The historical dividend yield is much lower than the more recent dividend yields. This is because the dividend yield has been climbing since 2008. The thing is dividends have been increasing at the expense of the Dividend Payout Ratios. However, the DPRs are still not particularly high with 5 year median values of 30.5% for EPS and 25.9% for CFPS.
However, they are higher than generally than comparable stocks. For a comparison of DPRs, Metro (TSX.MRU) has 5 year median values of 16.9% for EPS and 13% for CFPS and Loblaws (TSX-L) 5 year median values of 35% for EPS and 15% for CFPS.
When I look at analysts' recommendations, I find Buy, Hold and Underperform recommendations with the consensus recommendation being a Hold.
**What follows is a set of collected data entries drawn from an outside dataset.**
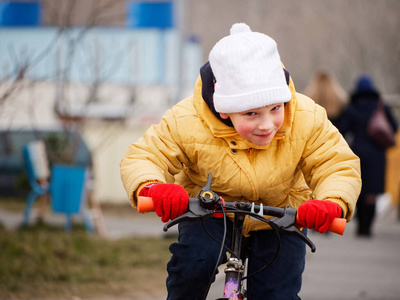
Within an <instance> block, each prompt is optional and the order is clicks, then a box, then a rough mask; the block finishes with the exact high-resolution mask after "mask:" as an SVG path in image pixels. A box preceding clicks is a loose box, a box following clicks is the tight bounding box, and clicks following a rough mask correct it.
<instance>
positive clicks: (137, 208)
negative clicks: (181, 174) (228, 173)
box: [137, 197, 346, 235]
mask: <svg viewBox="0 0 400 300" xmlns="http://www.w3.org/2000/svg"><path fill="white" fill-rule="evenodd" d="M190 199H191V201H192V202H193V201H199V199H198V198H190ZM232 203H233V202H227V203H225V208H228V207H233V205H234V204H232ZM250 205H251V204H250ZM252 207H253V211H254V210H256V211H258V212H259V211H260V208H261V209H262V210H263V213H262V214H263V215H270V216H274V217H283V216H284V210H285V209H284V208H276V207H270V206H262V205H252ZM137 209H138V212H139V213H146V212H154V205H153V200H152V198H151V197H139V199H138V206H137ZM211 212H212V213H215V212H218V211H215V210H211ZM228 212H229V210H228ZM298 223H299V220H298V217H297V213H296V219H295V224H294V225H298ZM345 228H346V219H343V218H335V219H334V220H333V222H332V224H331V225H330V226H329V228H328V231H329V232H333V233H336V234H340V235H343V233H344V230H345Z"/></svg>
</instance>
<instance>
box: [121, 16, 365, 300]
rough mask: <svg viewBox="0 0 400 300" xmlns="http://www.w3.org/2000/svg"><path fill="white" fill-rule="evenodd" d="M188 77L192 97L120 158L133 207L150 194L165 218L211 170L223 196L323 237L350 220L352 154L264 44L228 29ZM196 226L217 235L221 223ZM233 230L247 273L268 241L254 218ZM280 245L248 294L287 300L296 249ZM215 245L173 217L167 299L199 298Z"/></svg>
mask: <svg viewBox="0 0 400 300" xmlns="http://www.w3.org/2000/svg"><path fill="white" fill-rule="evenodd" d="M200 75H201V76H200V78H199V79H198V80H197V82H196V86H195V90H194V94H193V96H192V97H189V98H187V99H184V100H183V101H181V102H179V103H178V104H176V105H175V106H174V107H173V108H172V109H171V110H169V111H167V112H166V114H165V115H164V117H163V118H162V120H161V122H160V123H159V124H158V125H153V126H152V127H151V128H150V129H148V131H147V132H146V133H145V134H144V135H143V137H142V138H141V139H140V140H139V141H138V142H137V143H134V144H132V145H130V147H129V149H128V151H127V153H126V155H125V157H124V158H123V160H122V161H121V176H122V180H123V183H124V186H125V188H126V191H127V193H128V197H129V199H130V201H131V203H132V205H133V206H134V207H135V206H136V199H137V197H138V196H151V197H152V198H153V202H154V206H155V210H156V213H157V214H158V215H159V216H160V217H162V221H163V222H167V221H168V220H170V219H174V218H176V217H177V216H179V215H181V214H183V213H184V212H185V210H186V208H187V203H188V198H189V196H191V197H193V196H197V195H198V193H199V192H200V190H201V188H202V187H203V186H204V184H205V182H206V181H207V174H208V173H209V172H212V175H213V182H212V186H211V189H212V190H213V191H215V192H216V193H217V194H218V195H220V196H222V197H223V198H224V199H225V201H233V200H243V201H251V202H255V203H256V204H259V203H263V204H266V205H270V206H277V207H284V206H286V205H290V206H292V207H294V208H296V209H298V216H299V218H300V221H301V224H300V225H302V226H303V227H307V228H313V229H316V230H318V231H319V232H325V231H326V230H327V228H328V227H329V225H330V224H331V222H332V220H333V219H334V218H336V217H344V218H346V219H347V220H350V219H351V218H352V215H353V211H354V206H355V203H356V200H357V197H358V194H359V192H360V187H361V180H360V169H359V160H358V158H357V157H356V156H355V155H354V153H353V152H352V151H351V150H350V148H349V147H348V145H347V144H346V142H345V141H344V139H343V137H342V136H341V135H340V134H339V133H338V131H337V129H336V128H335V127H333V126H332V124H331V123H330V122H329V121H328V119H327V117H326V113H325V111H324V109H323V108H321V107H320V106H318V105H316V104H315V103H314V102H313V101H312V100H311V99H309V98H307V97H305V96H303V95H301V94H298V93H296V92H295V89H294V85H293V82H292V80H291V79H290V77H289V75H288V72H287V71H286V70H284V69H283V67H282V64H281V61H280V57H279V54H278V51H277V46H276V43H275V41H274V40H272V39H271V38H270V37H268V36H266V35H264V34H261V33H257V32H251V30H250V28H249V27H248V26H247V25H246V24H243V23H241V24H234V25H233V26H232V28H231V34H230V35H229V36H227V37H225V38H223V39H222V40H220V41H219V42H218V43H217V44H216V45H215V46H214V48H213V49H212V50H211V52H210V56H209V63H207V64H206V65H205V66H203V67H202V68H201V70H200ZM313 199H319V200H313ZM205 226H206V227H207V229H208V230H209V231H210V232H211V233H212V234H213V235H214V236H216V237H221V236H222V232H223V224H222V220H221V219H217V218H213V219H211V220H208V221H206V222H205ZM229 228H230V229H231V223H230V224H229ZM244 236H245V237H246V241H247V242H248V243H249V244H250V247H251V252H250V254H249V265H248V269H249V273H252V272H254V271H257V270H258V269H260V268H261V267H262V266H264V265H265V264H266V263H267V262H269V261H271V259H272V258H273V257H274V255H275V251H276V244H277V240H276V236H275V233H274V232H272V230H268V228H267V226H266V225H265V223H263V222H257V221H251V220H246V222H245V224H244ZM227 237H230V235H229V233H228V235H227ZM228 240H229V238H228ZM227 243H228V245H230V244H229V241H227ZM281 243H282V247H281V252H280V255H279V258H278V260H277V261H276V262H275V263H274V264H273V265H272V266H271V267H270V268H268V269H267V270H265V271H263V272H261V273H259V274H258V275H256V276H254V277H251V278H249V280H248V283H247V284H248V299H265V298H268V299H299V297H298V296H297V294H298V292H299V291H300V288H301V275H302V273H303V270H304V263H305V253H306V250H305V244H304V243H303V242H302V241H301V240H300V239H299V238H297V237H294V236H288V235H281ZM219 247H220V246H219V245H218V244H217V243H216V242H214V241H213V240H212V239H211V238H210V237H209V236H208V235H207V234H206V233H205V232H204V230H203V228H202V227H201V224H199V222H193V223H190V222H183V223H180V224H179V239H178V243H174V244H172V245H171V247H170V251H171V253H172V258H171V260H170V262H169V263H168V266H167V270H168V279H167V289H168V299H185V300H187V299H203V297H204V294H205V292H206V290H207V285H208V282H209V279H210V277H211V274H212V272H213V269H214V266H215V264H216V263H217V256H218V253H219Z"/></svg>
The 12 month stock price consensus is $21.7 0. This implies a total return of just 2.46% with 0.60% from capital gains and 2.85% from dividends.
There is an interesting remark in this G&M item saying that this company will have to uncover more acquisition opportunities if it is to maintain a high rate of growth. This news item fromNational talks about Andrew Molson joining the Jean Coutu Group's Board of Directors. The article in the Canadian Grocer talks about this company's higher profits in the fourth quarter. This article in the Winnipeg Free Press talks about Jean Coutu eagerly waiting a deal expanding the role of Quebec pharmacists.
Sound bit for Twitter and StockTwits is: Stock could be expensive. See my spreadsheet at pjc.htm.
This is the second of two parts. The first part was posted on Wednesday, August 13, 2014 and is available here. The first part talks about the stock and the second part talks about the stock price.
The Jean Coutu Group is one of the most trusted names in Canadian pharmacy retailing. The Corporation operates a network of 413 franchised stores located in the provinces of Québec, New Brunswick and Ontario under the banners of PJC Jean Coutu, PJC Clinique, PJC Santé and PJC Santé Beauté. Furthermore, the Jean Coutu Group owns Pro Doc Ltd ("Pro Doc"), a Québec-based subsidiary and manufacturer of generic drugs. Controlling shareholder is Jean Coutu. Its web site is here Jean Coutu.
This blog is meant for educational purposes only, and is not to provide investment advice. Before making any investment decision, you should always do your own research or consult an investment professional. I do research for my own edification and I am willing to share. I write what I think and I may or may not be correct.